What's the future of journalism given the hacking scandal, and the rise and rise of blogs? Omar Shahid and Rizwan Syed find out.
As aspiring journalists it is hard for us to see the name of journalism tainted amid all the phone hacking scandals and other rogue activities taking place within the newspaper industry.
One of the reasons we want to become journalists is because of its long tradition as a noble and respectable profession.
There has been a profound role reversal in the industry: instead of newspapers reporting and exposing misdemeanours, the misdemeanours of the newspapers are being divulged.
Indeed, now that The Sun and the Sunday Times too have been implicated in the muck, Murdoch's seemingly indestructible dynasty appears shaken.
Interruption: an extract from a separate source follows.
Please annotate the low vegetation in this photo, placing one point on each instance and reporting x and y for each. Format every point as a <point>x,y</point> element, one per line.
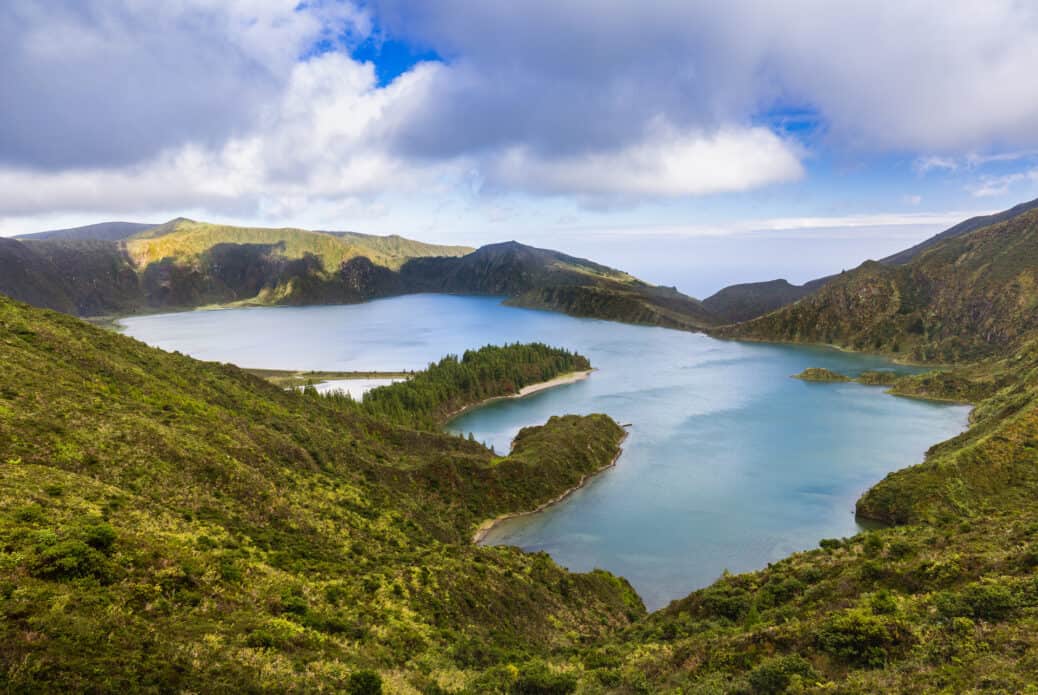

The closure of the News of the World newspaper after News International's eavesdropping into: the voicemail of murder victim Milly Dowler; the mobile phones of the families of 7/7 victims; the phones of the parents of the Soham murder victims and others, could be the start of irreparable damage done to the Murdoch empire.
Tom Standage, Digital Editor at The Economist recently held a Twitter discussion called 'What is the Future of News?' which we participated in.
When we asked him what the consequences of the phone-hacking scandal will be upon the future of journalism, Tom Standage cited positive consequences.
'It [phone hacking scandal] will strengthen it [journalism] by increasing pressure on journalists to be transparent about sourcing and methods.'
In the age of unmediated blogging and micro blogging where everybody seems to be an 'expert' on news and current affairs, traditional media is being threatened. Highly opinionated work seems to be replacing factual work.
Standage was then asked about the blogosphere's threat to factual journalism and skew towards opinion. He argued that although blogs had become more widespread, mainstream factual media had also become more widespread - in effect, counteracting the
consequences of the growing opinionated blogosphere.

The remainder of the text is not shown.